Tenho afirmado reiteradamente que o Ministério Público não engana a
ninguém e não costuma vender ilusões ou fantasias. Quem busca atalhos e facilidades,
de fato, não terá aqui o melhor lugar para encontrá-los.
Digo isso porque, mesmo quando exercemos nossas funções dentro da mais
absoluta legalidade, estamos sujeitos a severas e, muitas vezes, injustas críticas
de quem teve interesses contrariados por nossas ações. A maledicência e a má-fé
são verdugos constantes e insolentes.
Não quero deter-me no fato específico, mas não posso deixar de repudiar
com toda veemência a aleivosia que tem sido disseminada para o público nos
últimos dias: é uma mentira, que beira a irresponsabilidade, afirmar que
realizamos, na Procuradoria-Geral da República, coletiva de imprensa para
“vazar” nomes da Odebrecht.
Só posso atribuir tal ideia a mentes ociosas e dadas a devaneios, mas,
infelizmente, com meios para distorcer fatos e desvirtuar instrumentos legítimos
de comunicação institucional.
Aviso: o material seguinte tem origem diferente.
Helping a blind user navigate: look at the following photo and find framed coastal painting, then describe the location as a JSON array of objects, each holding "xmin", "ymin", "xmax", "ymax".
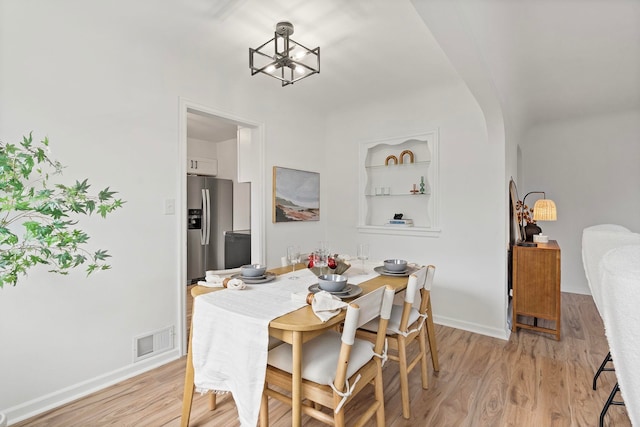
[{"xmin": 273, "ymin": 166, "xmax": 320, "ymax": 222}]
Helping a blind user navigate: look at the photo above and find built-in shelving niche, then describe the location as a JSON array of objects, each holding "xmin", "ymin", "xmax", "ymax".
[{"xmin": 358, "ymin": 130, "xmax": 440, "ymax": 237}]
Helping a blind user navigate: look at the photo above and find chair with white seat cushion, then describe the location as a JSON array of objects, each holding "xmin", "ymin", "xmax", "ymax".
[
  {"xmin": 260, "ymin": 286, "xmax": 394, "ymax": 427},
  {"xmin": 357, "ymin": 265, "xmax": 440, "ymax": 419},
  {"xmin": 600, "ymin": 244, "xmax": 640, "ymax": 426},
  {"xmin": 582, "ymin": 224, "xmax": 640, "ymax": 390}
]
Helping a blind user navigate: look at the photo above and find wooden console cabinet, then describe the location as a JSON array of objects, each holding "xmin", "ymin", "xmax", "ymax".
[{"xmin": 512, "ymin": 240, "xmax": 560, "ymax": 340}]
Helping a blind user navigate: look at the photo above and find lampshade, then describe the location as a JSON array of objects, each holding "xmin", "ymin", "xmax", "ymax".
[
  {"xmin": 249, "ymin": 21, "xmax": 320, "ymax": 86},
  {"xmin": 533, "ymin": 199, "xmax": 558, "ymax": 221}
]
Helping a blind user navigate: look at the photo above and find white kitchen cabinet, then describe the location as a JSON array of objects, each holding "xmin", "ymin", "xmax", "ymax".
[
  {"xmin": 358, "ymin": 131, "xmax": 440, "ymax": 236},
  {"xmin": 187, "ymin": 157, "xmax": 218, "ymax": 176}
]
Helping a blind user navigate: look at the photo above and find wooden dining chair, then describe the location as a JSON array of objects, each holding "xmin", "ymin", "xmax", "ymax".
[
  {"xmin": 357, "ymin": 265, "xmax": 440, "ymax": 419},
  {"xmin": 260, "ymin": 286, "xmax": 394, "ymax": 427}
]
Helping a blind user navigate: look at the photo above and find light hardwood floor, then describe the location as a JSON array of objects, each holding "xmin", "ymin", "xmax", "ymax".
[{"xmin": 15, "ymin": 293, "xmax": 631, "ymax": 427}]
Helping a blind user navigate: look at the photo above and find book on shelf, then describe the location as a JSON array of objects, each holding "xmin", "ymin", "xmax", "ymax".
[{"xmin": 387, "ymin": 219, "xmax": 413, "ymax": 227}]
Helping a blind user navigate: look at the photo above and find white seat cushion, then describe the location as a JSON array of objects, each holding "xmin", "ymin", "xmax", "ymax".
[
  {"xmin": 360, "ymin": 305, "xmax": 420, "ymax": 335},
  {"xmin": 267, "ymin": 331, "xmax": 374, "ymax": 385}
]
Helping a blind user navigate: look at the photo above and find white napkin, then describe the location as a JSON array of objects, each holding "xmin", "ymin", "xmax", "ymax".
[
  {"xmin": 198, "ymin": 275, "xmax": 247, "ymax": 290},
  {"xmin": 291, "ymin": 291, "xmax": 347, "ymax": 323}
]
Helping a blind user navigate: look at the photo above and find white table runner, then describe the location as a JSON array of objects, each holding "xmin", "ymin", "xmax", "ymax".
[{"xmin": 192, "ymin": 269, "xmax": 318, "ymax": 427}]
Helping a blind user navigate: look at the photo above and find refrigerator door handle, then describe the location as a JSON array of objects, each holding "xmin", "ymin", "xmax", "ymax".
[
  {"xmin": 200, "ymin": 188, "xmax": 209, "ymax": 245},
  {"xmin": 205, "ymin": 188, "xmax": 211, "ymax": 245}
]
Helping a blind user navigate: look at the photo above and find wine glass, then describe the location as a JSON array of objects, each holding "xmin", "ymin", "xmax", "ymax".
[
  {"xmin": 287, "ymin": 246, "xmax": 300, "ymax": 279},
  {"xmin": 313, "ymin": 249, "xmax": 329, "ymax": 274},
  {"xmin": 357, "ymin": 243, "xmax": 369, "ymax": 274}
]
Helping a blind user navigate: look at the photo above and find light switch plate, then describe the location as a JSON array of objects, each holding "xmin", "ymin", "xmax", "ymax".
[{"xmin": 164, "ymin": 199, "xmax": 176, "ymax": 215}]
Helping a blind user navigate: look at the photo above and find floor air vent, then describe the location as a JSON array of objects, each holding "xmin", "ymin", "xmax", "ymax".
[{"xmin": 133, "ymin": 326, "xmax": 173, "ymax": 362}]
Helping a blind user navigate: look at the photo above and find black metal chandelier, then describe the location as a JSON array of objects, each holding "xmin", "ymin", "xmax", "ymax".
[{"xmin": 249, "ymin": 21, "xmax": 320, "ymax": 86}]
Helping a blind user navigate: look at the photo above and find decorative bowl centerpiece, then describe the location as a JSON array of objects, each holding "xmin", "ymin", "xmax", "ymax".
[
  {"xmin": 384, "ymin": 259, "xmax": 407, "ymax": 273},
  {"xmin": 240, "ymin": 264, "xmax": 267, "ymax": 277},
  {"xmin": 307, "ymin": 254, "xmax": 351, "ymax": 276},
  {"xmin": 318, "ymin": 274, "xmax": 347, "ymax": 292}
]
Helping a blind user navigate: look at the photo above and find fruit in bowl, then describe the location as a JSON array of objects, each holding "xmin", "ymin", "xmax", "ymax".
[{"xmin": 384, "ymin": 259, "xmax": 407, "ymax": 273}]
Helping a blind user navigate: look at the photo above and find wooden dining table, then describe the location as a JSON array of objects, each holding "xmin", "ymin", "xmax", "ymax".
[{"xmin": 181, "ymin": 264, "xmax": 408, "ymax": 427}]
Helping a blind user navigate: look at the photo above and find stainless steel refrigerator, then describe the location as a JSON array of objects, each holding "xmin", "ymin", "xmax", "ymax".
[{"xmin": 187, "ymin": 175, "xmax": 233, "ymax": 283}]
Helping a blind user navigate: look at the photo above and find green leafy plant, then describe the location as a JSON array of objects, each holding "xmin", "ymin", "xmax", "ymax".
[{"xmin": 0, "ymin": 134, "xmax": 124, "ymax": 288}]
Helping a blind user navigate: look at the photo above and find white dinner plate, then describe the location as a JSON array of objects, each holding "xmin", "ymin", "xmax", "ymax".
[
  {"xmin": 309, "ymin": 283, "xmax": 362, "ymax": 298},
  {"xmin": 373, "ymin": 265, "xmax": 417, "ymax": 277}
]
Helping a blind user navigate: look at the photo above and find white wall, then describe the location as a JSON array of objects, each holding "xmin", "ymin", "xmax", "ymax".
[
  {"xmin": 321, "ymin": 82, "xmax": 506, "ymax": 337},
  {"xmin": 519, "ymin": 110, "xmax": 640, "ymax": 294},
  {"xmin": 0, "ymin": 0, "xmax": 324, "ymax": 422}
]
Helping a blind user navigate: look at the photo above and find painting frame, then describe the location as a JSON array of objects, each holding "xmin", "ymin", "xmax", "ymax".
[{"xmin": 272, "ymin": 166, "xmax": 320, "ymax": 223}]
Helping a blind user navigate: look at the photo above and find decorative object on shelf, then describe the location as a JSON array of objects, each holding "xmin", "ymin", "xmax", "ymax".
[
  {"xmin": 273, "ymin": 166, "xmax": 320, "ymax": 222},
  {"xmin": 516, "ymin": 191, "xmax": 557, "ymax": 246},
  {"xmin": 384, "ymin": 154, "xmax": 398, "ymax": 166},
  {"xmin": 249, "ymin": 21, "xmax": 320, "ymax": 86},
  {"xmin": 400, "ymin": 150, "xmax": 414, "ymax": 164},
  {"xmin": 385, "ymin": 218, "xmax": 413, "ymax": 227}
]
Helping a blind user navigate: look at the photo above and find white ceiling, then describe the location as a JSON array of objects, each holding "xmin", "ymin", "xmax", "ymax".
[{"xmin": 190, "ymin": 0, "xmax": 640, "ymax": 139}]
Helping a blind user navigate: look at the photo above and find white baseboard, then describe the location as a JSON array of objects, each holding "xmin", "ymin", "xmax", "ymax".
[
  {"xmin": 5, "ymin": 348, "xmax": 181, "ymax": 426},
  {"xmin": 433, "ymin": 315, "xmax": 510, "ymax": 340}
]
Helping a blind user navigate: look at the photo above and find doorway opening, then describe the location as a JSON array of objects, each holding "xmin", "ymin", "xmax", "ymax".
[{"xmin": 177, "ymin": 100, "xmax": 265, "ymax": 354}]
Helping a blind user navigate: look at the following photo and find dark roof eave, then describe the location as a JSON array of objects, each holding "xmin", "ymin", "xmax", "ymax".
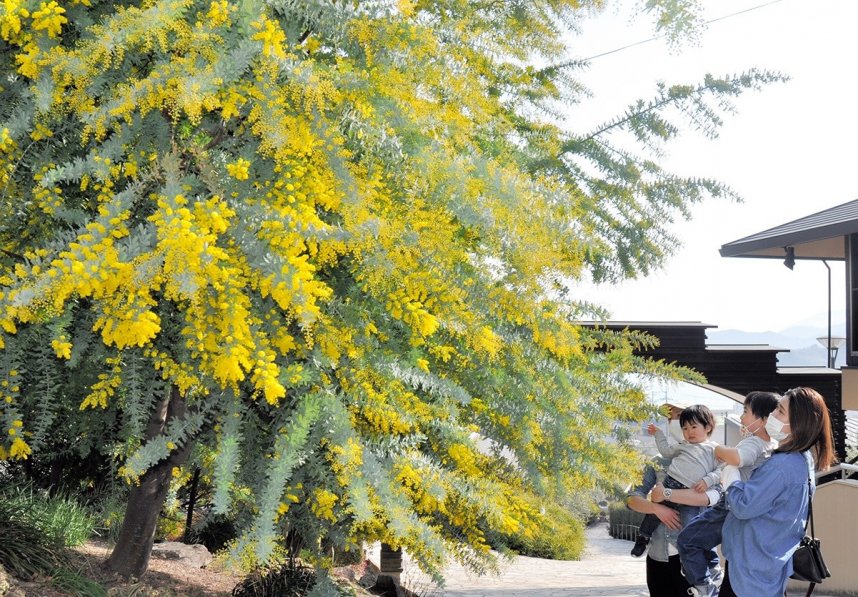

Refutei pessoalmente o fato para os próprios
representantes do veículo de comunicação que publicou a matéria inverídica.
Procuramos nos distanciar dos banquetes palacianos. Fugimos dos
círculos de comensais que cortejam desavergonhadamente o poder político. E repudiamos
a relação promíscua com a imprensa.
Ainda assim, meus amigos, em projeção mental, alguns tentam nivelar a
todos à sua decrepitude moral, e para isso acusam-nos de condutas que lhes são
próprias, socorrendo-se não raras vezes da aparente intangibilidade proporcionada
pela posição que ocupam no Estado.
Infelizmente, precisamos reconhecer que sempre houve, na história da
humanidade, homens dispostos a sacrificar seus compromissos éticos no altar da
vaidade desmedida e da ambição sem freios.
Esses não hesitam em violar o dever de imparcialidade ou em macular o
decoro do cargo que exercem; na sofreguidão por reconhecimento e afago dos
poderosos de plantão, perdem o referencial de decência e de retidão.
Não se impressionem com a importância que parecem transitoriamente
ostentar. No fundo, são apenas difamadores e para eles, ouvidos moucos é o que
cabe e, no limite, a lei. Não somos um deles, e isso já nos basta.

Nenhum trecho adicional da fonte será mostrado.